Kevin is a professor of computer science at the University of British Columbia and an associate member of the Vancouver School of Economics. He holds a PhD and MSc from Stanford University and a BSc from McMaster University. He studies the intersection of computer science and microeconomics, addressing computational problems in economic contexts and incentive issues in multiagent systems. He also applies machine learning to the automated design and analysis of algorithms for solving hard computational problems.

Kevin has co-taught two courses on game theory to over half a million students. He received UBC’s 2013/14 Killam Teaching Prize in 2013/2014 and its Charles A. McDowell Award for Excellence in Research in 2015, a E.W.R. Steacie Memorial Fellowship from the Natural Sciences and Engineering Research Council of Canada in 2014, and an Outstanding Young Computer Science Researcher Prize from the Canadian Association of Computer Science in 2013.

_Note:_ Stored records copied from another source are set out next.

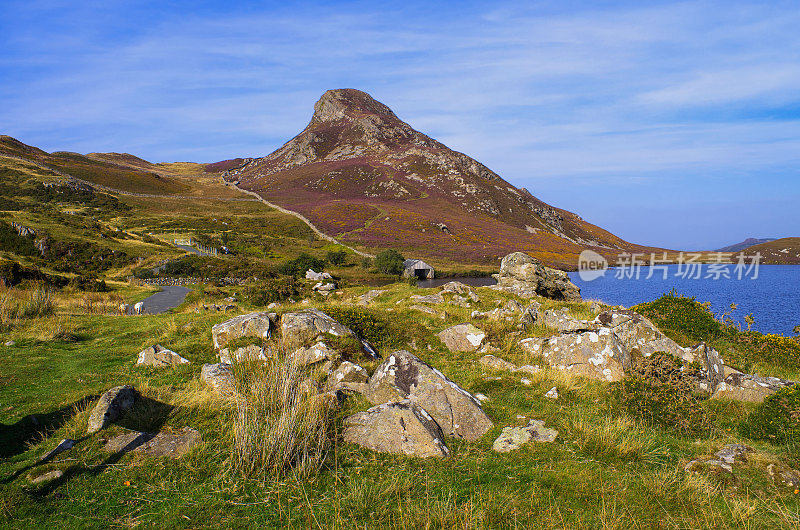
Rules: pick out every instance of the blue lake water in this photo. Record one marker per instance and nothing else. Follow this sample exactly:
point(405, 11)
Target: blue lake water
point(773, 297)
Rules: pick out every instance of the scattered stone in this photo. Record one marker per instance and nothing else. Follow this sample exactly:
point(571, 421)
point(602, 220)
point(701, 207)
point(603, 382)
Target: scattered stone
point(111, 406)
point(529, 369)
point(64, 445)
point(404, 376)
point(402, 428)
point(462, 337)
point(302, 328)
point(592, 354)
point(219, 376)
point(563, 321)
point(347, 372)
point(315, 353)
point(497, 363)
point(170, 444)
point(368, 297)
point(636, 332)
point(158, 355)
point(746, 387)
point(784, 476)
point(525, 276)
point(252, 352)
point(428, 298)
point(46, 477)
point(257, 324)
point(512, 438)
point(461, 289)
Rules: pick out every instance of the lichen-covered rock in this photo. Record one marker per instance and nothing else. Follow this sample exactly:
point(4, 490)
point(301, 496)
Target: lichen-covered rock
point(169, 444)
point(593, 354)
point(347, 373)
point(313, 354)
point(158, 355)
point(562, 320)
point(257, 324)
point(462, 337)
point(746, 387)
point(525, 276)
point(512, 438)
point(251, 352)
point(111, 406)
point(302, 328)
point(496, 363)
point(404, 376)
point(636, 332)
point(218, 376)
point(401, 427)
point(461, 289)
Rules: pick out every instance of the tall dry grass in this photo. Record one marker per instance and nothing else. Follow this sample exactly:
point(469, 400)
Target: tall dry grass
point(283, 424)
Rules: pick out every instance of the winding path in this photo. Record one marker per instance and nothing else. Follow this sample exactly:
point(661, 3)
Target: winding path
point(170, 297)
point(303, 218)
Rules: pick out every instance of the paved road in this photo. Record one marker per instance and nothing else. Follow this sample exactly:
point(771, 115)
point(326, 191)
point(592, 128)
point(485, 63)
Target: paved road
point(170, 296)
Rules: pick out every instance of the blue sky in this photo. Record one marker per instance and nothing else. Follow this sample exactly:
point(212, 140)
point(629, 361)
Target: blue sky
point(673, 124)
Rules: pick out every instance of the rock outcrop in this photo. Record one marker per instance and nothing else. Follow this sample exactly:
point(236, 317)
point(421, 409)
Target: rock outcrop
point(401, 427)
point(404, 376)
point(525, 276)
point(159, 356)
point(111, 406)
point(257, 324)
point(462, 337)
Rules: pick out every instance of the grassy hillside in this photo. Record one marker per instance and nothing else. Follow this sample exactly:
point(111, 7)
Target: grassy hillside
point(607, 469)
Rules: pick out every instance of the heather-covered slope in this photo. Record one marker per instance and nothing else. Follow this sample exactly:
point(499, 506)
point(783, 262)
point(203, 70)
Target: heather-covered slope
point(362, 174)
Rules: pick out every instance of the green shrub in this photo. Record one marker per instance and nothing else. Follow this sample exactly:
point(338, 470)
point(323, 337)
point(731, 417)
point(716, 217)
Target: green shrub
point(389, 262)
point(336, 257)
point(776, 419)
point(660, 391)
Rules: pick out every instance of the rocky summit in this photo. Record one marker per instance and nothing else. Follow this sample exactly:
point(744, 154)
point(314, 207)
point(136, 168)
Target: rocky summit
point(362, 174)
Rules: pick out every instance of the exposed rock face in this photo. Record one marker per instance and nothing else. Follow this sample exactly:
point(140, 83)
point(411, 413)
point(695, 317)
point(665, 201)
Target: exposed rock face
point(461, 289)
point(347, 373)
point(562, 320)
point(256, 324)
point(252, 352)
point(746, 387)
point(637, 332)
point(402, 427)
point(302, 328)
point(169, 444)
point(111, 406)
point(315, 353)
point(219, 376)
point(462, 337)
point(496, 363)
point(512, 438)
point(592, 354)
point(158, 355)
point(404, 376)
point(525, 276)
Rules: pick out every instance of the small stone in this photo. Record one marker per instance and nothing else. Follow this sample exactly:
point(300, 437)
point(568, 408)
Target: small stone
point(46, 477)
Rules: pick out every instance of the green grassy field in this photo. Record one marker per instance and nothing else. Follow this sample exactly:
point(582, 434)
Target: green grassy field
point(606, 469)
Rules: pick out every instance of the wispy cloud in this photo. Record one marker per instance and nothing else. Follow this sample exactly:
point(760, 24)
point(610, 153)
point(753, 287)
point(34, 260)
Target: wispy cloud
point(557, 97)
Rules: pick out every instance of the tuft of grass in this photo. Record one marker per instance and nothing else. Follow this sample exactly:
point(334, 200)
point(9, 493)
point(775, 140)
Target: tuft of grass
point(282, 424)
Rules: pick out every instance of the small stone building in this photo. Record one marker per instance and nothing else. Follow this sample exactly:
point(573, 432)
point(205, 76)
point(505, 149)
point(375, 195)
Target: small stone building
point(417, 268)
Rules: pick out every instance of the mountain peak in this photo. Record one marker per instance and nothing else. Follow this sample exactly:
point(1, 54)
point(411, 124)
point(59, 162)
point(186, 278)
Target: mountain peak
point(341, 103)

Kevin has co-written two books, Multiagent Systems and Essentials of Game Theory, and over 100 peer-refereed technical articles. He serves as an associate editor for Artificial Intelligence Journal, ACM Transactions on Economics and Computation and AI Access, and serves as an advisory board member for the Journal of Artificial Intelligence Research. Kevin is chair of the ACM Special Interest Group on Electronic Commerce, which runs the annual Conference on Economics and Computation, and was program chair for the ACM Conference on Electronic Commerce in 2012.

He currently advises Auctionomics, Inc. (and through them, the Federal Communications Commission) and Qudos Inc. He is a co-founder of Kudu.ug and Meta-Algorithmic Technologies. In the past, he served as a consultant for Zynga Inc., Trading Dynamics Inc., Ariba Inc., Cariocas Inc., and was scientific advisor to UBC spinoff Zite Inc. until it was acquired by CNN in 2011.